The 170,000 hours of incredibly sensitive calls were stored on an open web server without any encryption or authentication, leaving personal information completely exposed for anyone with a web browser.
— @mikko (@mikko) February 18, 2019
Computer Sweden listened to some of the recordings after having made efforts to limit exposure, i.e. waiting for the site to be secured. The calls included sensitive information about patients’ diseases and ailments, medication, and medical history. Some examples had people describing their children’s symptoms and giving their social security numbers.
Some of the files include the phone numbers the calls were made from. Around 57,000 numbers appear in the database and many of those are the callers’ personal numbers, making it easy to match information with a particular person.

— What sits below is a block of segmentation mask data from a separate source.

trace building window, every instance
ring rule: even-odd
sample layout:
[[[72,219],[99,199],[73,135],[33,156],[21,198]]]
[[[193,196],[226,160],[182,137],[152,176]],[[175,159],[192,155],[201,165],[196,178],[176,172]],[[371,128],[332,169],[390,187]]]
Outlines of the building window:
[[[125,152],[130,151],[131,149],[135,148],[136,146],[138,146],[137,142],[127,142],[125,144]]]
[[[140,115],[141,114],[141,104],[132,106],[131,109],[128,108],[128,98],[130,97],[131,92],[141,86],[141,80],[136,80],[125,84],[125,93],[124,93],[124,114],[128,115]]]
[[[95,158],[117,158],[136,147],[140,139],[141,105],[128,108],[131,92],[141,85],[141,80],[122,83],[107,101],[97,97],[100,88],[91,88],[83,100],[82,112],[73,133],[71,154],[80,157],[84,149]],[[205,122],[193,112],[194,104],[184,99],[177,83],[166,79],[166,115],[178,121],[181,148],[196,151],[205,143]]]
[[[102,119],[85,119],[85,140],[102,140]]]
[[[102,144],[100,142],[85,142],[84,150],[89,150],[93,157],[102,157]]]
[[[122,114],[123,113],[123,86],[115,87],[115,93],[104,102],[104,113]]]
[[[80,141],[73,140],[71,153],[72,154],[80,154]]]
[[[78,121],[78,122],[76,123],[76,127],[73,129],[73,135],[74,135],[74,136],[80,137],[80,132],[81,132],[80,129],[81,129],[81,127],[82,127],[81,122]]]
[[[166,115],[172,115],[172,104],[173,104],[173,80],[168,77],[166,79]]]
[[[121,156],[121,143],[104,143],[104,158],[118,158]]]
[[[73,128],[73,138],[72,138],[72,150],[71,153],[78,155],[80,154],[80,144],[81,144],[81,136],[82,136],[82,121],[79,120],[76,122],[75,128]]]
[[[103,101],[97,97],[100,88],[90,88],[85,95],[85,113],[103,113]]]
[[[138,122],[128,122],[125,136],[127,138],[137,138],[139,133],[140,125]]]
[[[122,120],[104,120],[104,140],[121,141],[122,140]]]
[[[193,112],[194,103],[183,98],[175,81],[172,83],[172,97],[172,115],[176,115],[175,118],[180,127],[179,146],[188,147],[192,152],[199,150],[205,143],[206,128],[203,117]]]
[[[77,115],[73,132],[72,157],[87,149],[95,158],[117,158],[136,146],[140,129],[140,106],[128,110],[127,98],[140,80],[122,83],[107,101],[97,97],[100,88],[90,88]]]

It’s still unclear how long the calls were available for, who’s to blame for the breach, and whether any bad actors have already accessed the information.
However, it seems the leaked calls were all made to 1177 Vårdguiden’s subcontractor Medicall — a Thailand-based company owned by Swedes. When asked about the breach, Medicall CEO Davide Nyblom denied it happened despite the overwhelming contradictory evidence.
The scale and incompetence of the data breach is dumbfounding and it’s more than likely an investigation will be launched into the matter — especially considering GDPR‘s clear stance on how personally identifiable information should be handled.